TOPSHOT – Iraqi mourners attend the funeral of a fightrer of Hashed al-Shaabi paramilitary alliance following US air strikes on the Syrian-Iraqi border, on June 28, 2021 in the northern Nineveh province. Iraq’s Prime Minister Mustafa al-Kadhemi today condemned an overnight US air strike against Iran-backed armed groups which a monitor said killed at least seven fighters. The Pentagon said it had conducted retaliatory targeted air strikes against “facilities used by Iran-backed militia groups” on the Iraq-Syria border. / AFP / Zaid AL-OBEIDI

Le message envoyé par les USA n’est pas très optimiste et reflète toutes les difficultés rencontrées lors des négociations avec l’Iran.
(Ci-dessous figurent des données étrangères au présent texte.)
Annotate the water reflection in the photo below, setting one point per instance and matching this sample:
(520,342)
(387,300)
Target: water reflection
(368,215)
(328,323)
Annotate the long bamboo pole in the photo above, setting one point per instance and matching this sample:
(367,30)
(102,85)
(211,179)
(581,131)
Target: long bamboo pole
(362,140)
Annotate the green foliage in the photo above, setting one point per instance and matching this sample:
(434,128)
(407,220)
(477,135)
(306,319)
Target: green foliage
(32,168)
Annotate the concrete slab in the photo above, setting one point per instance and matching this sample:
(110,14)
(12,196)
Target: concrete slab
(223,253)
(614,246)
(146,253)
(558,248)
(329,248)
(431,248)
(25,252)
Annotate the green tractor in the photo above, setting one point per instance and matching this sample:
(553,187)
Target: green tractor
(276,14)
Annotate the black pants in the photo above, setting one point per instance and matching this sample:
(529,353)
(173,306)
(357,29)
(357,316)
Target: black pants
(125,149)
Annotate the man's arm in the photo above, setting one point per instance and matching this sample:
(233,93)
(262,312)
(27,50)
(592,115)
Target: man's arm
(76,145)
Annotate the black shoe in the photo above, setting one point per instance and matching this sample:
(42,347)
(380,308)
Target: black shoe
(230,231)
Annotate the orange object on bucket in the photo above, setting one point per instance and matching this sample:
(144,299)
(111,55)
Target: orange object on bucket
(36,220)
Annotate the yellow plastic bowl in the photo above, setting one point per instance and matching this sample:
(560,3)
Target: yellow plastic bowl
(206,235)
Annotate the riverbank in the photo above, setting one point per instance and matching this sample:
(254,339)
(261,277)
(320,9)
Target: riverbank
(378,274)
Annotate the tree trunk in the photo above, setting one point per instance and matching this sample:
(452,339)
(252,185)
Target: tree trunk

Cette attaque montre que les USA et l’Iran sont très loin d’un accord. Elle doit servir de ‘rappel’ à Téhéran que les USA possèdent toujours la carte militaire à jouer. Ils ne tolèrent pas une telle présence des miliciens pro-iran dans la région. Elle doit également rassurer son allié du coin de longue date: l’Israël. Celui-ci ne doit pas se sentir trahi. Les USA doivent leur montrer qu’ils sont présents et qu’ils n’hésitent pas à intervenir.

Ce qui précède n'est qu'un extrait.